# Who all here is still doing photoshop?



## M.C (Jul 5, 2008)

I am thinking about starting up a new competition, but I need to know if there's enough people to join up. If you do photoshop, and are willing to join in on a competition, let me know!


----------



## Trix (Dec 15, 2009)

I'm down.


----------



## kantowrestler (Jun 6, 2009)

Doesn't it cost money to get photoshop nowadays?


----------



## Ryan_Stevens (Apr 5, 2017)

I'm also using Photoshop


----------



## No Limitz MMA (Oct 4, 2018)

I don't do photoshops much, but I do video editing ! I will still join your contest for fun...maybe a video promo contest soon ?

Cheers


----------



## Trix (Dec 15, 2009)

Oh.
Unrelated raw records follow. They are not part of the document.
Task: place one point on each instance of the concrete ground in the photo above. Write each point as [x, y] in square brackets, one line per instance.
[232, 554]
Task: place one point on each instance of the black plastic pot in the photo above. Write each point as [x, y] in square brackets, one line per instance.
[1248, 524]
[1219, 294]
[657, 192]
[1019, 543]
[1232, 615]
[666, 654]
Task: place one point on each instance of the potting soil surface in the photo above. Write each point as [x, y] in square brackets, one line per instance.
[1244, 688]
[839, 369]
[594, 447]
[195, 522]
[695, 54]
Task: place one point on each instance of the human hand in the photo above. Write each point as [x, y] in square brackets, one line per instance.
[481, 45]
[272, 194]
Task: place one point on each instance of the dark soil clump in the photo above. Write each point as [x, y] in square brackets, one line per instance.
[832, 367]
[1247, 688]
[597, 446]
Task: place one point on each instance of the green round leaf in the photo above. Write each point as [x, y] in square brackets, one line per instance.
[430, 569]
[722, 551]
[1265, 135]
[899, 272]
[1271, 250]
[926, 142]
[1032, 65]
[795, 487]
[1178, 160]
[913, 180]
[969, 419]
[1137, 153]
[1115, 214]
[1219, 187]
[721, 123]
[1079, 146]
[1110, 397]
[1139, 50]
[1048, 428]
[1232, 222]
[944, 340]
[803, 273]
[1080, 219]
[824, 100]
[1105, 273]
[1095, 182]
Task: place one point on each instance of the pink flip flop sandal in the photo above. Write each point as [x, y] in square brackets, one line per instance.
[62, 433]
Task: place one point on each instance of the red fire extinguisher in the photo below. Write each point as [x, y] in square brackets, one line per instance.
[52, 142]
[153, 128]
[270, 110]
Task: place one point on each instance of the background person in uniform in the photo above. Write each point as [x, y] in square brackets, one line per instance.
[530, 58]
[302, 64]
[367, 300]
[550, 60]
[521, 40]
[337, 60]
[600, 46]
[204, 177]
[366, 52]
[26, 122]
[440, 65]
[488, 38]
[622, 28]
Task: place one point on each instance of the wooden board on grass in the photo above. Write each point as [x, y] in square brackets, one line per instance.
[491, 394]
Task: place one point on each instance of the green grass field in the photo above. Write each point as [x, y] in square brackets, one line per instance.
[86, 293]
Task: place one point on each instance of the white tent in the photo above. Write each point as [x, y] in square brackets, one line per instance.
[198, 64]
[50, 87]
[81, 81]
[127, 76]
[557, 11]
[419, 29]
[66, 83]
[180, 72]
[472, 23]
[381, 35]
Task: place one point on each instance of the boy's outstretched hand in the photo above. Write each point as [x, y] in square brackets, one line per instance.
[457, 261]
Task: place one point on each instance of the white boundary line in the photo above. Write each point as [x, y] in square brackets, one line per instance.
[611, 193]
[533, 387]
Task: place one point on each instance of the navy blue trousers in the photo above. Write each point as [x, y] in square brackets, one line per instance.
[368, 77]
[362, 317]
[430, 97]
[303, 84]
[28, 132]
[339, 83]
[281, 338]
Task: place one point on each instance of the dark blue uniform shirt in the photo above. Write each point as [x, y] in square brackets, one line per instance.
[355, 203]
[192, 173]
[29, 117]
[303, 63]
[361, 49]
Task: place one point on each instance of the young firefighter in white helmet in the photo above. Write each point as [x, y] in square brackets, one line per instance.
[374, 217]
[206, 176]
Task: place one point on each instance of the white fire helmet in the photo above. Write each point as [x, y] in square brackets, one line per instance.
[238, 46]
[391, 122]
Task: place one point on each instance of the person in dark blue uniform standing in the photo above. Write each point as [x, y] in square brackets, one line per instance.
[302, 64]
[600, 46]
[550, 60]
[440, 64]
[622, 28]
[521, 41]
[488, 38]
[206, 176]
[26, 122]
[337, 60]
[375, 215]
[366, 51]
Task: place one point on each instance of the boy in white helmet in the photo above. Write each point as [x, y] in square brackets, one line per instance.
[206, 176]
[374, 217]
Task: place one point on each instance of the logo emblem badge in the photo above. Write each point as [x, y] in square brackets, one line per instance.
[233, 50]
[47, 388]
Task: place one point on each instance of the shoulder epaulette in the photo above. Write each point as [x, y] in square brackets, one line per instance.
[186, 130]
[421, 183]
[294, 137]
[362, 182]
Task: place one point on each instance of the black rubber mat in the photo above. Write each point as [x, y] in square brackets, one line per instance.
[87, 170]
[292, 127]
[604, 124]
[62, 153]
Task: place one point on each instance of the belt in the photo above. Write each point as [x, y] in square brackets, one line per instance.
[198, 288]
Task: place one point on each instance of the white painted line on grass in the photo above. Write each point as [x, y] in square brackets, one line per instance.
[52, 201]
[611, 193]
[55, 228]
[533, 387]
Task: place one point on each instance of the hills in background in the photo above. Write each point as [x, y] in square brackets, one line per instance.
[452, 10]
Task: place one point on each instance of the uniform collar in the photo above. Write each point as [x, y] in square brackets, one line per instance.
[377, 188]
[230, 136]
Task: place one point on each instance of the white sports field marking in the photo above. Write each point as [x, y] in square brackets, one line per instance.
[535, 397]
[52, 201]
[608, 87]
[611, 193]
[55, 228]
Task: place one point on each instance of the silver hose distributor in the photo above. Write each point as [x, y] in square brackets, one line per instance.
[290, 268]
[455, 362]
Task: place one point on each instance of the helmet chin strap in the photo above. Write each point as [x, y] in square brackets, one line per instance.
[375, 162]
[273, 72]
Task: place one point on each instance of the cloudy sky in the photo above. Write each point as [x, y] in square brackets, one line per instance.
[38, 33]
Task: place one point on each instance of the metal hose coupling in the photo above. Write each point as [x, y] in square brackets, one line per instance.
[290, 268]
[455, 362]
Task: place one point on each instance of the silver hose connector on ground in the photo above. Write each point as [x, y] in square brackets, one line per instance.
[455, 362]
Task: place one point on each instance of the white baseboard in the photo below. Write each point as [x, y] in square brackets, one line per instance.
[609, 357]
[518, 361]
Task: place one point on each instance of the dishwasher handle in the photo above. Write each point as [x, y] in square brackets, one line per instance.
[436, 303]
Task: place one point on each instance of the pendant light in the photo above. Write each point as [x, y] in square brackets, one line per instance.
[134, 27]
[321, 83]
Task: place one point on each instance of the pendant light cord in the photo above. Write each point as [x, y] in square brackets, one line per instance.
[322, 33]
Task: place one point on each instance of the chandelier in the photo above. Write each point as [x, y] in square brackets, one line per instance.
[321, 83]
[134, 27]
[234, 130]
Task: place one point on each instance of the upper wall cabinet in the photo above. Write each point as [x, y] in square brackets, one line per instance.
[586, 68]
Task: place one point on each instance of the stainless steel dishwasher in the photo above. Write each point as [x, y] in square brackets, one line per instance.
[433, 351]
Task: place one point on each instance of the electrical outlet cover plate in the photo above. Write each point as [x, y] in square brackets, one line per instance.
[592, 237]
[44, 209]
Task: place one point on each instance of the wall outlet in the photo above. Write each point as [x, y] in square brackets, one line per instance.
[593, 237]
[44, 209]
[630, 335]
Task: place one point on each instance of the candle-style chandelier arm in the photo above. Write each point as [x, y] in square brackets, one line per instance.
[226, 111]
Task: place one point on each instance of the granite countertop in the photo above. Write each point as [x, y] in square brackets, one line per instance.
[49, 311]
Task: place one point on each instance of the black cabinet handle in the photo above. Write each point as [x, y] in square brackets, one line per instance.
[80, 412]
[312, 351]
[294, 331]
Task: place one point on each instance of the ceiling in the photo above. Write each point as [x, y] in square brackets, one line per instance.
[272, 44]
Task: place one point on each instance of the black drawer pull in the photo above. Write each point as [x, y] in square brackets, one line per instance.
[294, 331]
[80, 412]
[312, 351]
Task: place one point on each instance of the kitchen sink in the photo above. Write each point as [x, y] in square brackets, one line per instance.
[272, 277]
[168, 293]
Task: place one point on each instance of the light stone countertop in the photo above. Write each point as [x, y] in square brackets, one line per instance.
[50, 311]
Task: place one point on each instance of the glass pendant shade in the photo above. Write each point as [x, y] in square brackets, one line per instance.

I don't use photoshop.

I use a free editing app called TheGimp out of gimp.org.

I still have a lot of MMA images with the backgrounds cut out that can be used to make posters, sigs, avas, etc.

Maybe I'll make a new site & upload, sometime.


----------



## kantowrestler (Jun 6, 2009)

I don't use photoshop, but I do use microsoft paint which you can do a lot with nowadays.


----------



## RangerClydeTheBlue (Jul 11, 2012)

kantowrestler said:


> I don't use photoshop, but I do use microsoft paint which you can do a lot with nowadays.


This is the most kanto post yet.


----------



## Voiceless (Nov 8, 2010)

Trix said:


> I use a free editing app called TheGimp out of gimp.org.


It's just called GIMP.

The Gimp is that ...guy from Pulp Fiction






:thumb02:


----------



## kantowrestler (Jun 6, 2009)

RangerClydeTheBlue said:


> This is the most kanto post yet.


 I guess I'll take that as a compliment and there's a reason why I've never watched Pulp Fiction.


----------



## Voiceless (Nov 8, 2010)

kantowrestler said:


> [...] there's a reason why I've never watched Pulp Fiction.


Because you lack taste in good cinematography¿


----------



## kantowrestler (Jun 6, 2009)

No because I am selective of the movies that I watch and I've never had a reason to watch Pulp Fiction until this point in my life.


----------